Josef Braun: “It may be the weirdest most seemingly normal movie I’ve ever seen.”

The Strange Little Cat screened in the Wavelengths program in Toronto.

Update, 9/19: “Like last year’s similar world cinema hit, Neighboring Sounds, Zürcher uses noise, itself, as a character that both connects and disassociates,” writes Peter Labuza at the Film Stage. “Occasionally, he breaks from the action for small montages set to Thee More Shallows’s ‘Pulchritude,’ which give us intimate close-up on the objects that have been causing this audible chaos: the dropping of orange peels, a plastic bag, a ‘magic bottle’ that appears to spin endlessly, and even the boy outside playing hacky sack. Where is this all leading? Perhaps the difficulty of A Strange Little Cat is the opposite of Neighboring Sounds—while that film ended up seeming too tidy in its narrative depiction of class tensions, Zürcher’s thematic articulations are harder to place…. Cat can, on occasion, seem more like an experiment in filmic language than a work to be examined—and, yet, there is something worth following in the traces he leaves us.”

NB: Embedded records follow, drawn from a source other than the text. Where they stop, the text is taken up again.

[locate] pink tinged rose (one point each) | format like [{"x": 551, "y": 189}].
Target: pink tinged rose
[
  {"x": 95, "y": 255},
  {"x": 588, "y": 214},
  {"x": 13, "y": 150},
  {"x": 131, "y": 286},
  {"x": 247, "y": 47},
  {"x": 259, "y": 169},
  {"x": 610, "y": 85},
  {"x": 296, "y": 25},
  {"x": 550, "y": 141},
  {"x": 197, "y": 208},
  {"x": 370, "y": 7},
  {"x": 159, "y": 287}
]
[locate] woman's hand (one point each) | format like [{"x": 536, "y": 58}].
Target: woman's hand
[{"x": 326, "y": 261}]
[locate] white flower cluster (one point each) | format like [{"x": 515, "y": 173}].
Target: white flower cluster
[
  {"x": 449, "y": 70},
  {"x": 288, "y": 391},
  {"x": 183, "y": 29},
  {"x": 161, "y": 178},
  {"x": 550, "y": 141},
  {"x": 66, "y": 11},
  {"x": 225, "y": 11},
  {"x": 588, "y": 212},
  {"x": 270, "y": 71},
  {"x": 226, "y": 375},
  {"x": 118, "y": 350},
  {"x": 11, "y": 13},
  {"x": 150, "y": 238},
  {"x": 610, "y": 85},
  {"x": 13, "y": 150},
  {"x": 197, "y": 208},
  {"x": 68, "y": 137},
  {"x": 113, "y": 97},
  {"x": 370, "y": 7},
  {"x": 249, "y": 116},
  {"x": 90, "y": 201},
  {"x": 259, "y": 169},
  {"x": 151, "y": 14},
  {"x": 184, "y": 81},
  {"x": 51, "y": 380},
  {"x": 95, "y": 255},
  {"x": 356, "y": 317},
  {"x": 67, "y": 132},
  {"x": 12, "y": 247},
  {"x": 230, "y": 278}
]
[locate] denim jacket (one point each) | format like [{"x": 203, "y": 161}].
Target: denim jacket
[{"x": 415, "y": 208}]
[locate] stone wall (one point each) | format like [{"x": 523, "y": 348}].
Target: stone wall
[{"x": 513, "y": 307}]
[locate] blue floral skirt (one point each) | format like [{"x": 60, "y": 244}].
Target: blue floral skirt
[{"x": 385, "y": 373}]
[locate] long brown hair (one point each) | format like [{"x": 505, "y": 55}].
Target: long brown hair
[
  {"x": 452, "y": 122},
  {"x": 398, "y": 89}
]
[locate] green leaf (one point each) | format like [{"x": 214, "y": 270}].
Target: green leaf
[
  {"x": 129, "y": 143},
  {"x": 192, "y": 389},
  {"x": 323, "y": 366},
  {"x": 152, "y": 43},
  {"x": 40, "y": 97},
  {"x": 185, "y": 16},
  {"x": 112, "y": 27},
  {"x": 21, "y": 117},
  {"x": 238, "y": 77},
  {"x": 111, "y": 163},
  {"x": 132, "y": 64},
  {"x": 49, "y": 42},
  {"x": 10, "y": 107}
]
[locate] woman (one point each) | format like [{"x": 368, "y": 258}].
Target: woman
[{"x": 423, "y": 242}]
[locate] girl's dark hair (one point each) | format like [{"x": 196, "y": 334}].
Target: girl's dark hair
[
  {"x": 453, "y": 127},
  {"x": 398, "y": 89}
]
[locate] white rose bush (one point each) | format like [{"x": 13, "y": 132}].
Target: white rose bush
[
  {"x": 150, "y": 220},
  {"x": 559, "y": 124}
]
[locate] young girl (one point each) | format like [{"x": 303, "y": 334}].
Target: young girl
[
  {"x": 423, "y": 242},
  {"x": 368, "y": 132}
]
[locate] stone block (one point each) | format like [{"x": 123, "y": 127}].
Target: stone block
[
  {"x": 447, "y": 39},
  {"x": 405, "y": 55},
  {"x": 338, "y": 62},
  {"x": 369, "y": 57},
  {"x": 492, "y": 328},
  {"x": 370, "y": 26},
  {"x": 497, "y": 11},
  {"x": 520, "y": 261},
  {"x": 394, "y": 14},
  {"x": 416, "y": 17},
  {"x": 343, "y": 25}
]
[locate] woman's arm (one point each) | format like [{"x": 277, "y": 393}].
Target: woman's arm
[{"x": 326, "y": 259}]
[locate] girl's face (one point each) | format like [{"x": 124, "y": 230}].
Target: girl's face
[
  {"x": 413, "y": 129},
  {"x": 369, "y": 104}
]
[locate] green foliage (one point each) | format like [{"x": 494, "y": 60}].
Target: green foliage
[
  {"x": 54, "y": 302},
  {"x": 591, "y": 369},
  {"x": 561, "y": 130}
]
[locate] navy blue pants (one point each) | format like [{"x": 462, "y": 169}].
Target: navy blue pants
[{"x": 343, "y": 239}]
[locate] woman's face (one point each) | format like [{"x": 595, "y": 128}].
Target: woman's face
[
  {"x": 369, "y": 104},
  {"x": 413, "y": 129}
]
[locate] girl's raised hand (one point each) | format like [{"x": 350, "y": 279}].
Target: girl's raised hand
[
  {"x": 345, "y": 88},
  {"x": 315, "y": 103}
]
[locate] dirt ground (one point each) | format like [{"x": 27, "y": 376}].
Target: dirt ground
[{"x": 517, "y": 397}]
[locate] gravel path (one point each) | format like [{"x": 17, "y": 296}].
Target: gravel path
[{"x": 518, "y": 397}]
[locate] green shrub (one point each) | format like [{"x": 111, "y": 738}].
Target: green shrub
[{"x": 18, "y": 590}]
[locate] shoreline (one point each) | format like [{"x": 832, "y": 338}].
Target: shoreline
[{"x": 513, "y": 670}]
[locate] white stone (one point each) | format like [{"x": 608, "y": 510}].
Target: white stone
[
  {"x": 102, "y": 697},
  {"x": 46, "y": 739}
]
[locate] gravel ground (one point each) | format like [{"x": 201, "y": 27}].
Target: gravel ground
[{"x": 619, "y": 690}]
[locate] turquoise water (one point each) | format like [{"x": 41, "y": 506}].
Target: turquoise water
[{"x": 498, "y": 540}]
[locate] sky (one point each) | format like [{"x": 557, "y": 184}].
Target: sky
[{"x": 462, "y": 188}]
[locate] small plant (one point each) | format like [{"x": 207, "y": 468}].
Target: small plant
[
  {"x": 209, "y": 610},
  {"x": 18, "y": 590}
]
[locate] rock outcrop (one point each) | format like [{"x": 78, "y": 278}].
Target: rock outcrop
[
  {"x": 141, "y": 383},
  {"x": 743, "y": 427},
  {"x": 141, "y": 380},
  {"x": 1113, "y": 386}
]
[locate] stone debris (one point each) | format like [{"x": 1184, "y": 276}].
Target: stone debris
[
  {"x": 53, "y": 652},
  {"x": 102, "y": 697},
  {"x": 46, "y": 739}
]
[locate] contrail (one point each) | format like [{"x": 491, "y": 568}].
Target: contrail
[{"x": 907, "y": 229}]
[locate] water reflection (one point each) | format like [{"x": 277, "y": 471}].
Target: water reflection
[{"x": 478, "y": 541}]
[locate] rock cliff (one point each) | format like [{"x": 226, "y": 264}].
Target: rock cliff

Update, 9/27: In Review Online‘s Kenji Fujishima finds that a “sense of desperation underpins even the most amusing gags in The Strange Little Cat…. Even the near-mechanical precision of the film’s orchestration acquires a darker edge in such a context: domestic life as a never-ending ballet of routine. (augustafreepress.com) And yet, even if its perspective is ultimately bleak, the sheer level of cinematic invention acts as a rejuvenating tonic, finding humor and beauty in sadness.”

Update, 11/10: Darren Hughes and Blake Williams have been talking about The Strange Little Cat and have turned their conversation into a piece for AFI Fest. William: “There are very few films I can watch repeatedly and have a different experience with each time, but this has ended up being one of them.” Hughes: “I remember being impressed by the filmmaking and charmed by, as you said, its Tati-esque qualities. But on the second viewing, I was overwhelmed by it all. There’s so much hostility and anxiety just beneath the surface of every scene.”

Update, 11/16: “Before coming to Berlin, Zürcher graduated from Bern University of the Arts where he majored in video but also painted,” notes Esther Buss in frieze. “This history is evident in Das merkwürdige Kätzchen, as are his affinities with the history of film: with Jacques Tati, for example, and his cinema of unruly objects and equally important everyday sounds. Zürcher’s still lifes bear traces of the painterly. His handling of image and sound—on- and off-screen—feels like a collage. Added to this is a sculptural understanding of the material world and a feel for installation-like arrangements of objects. The choppy montage sequences in particular, accompanied by post-rock chamber music, are reminiscent of museum display, focusing attention on individual things as if in an exhibition.”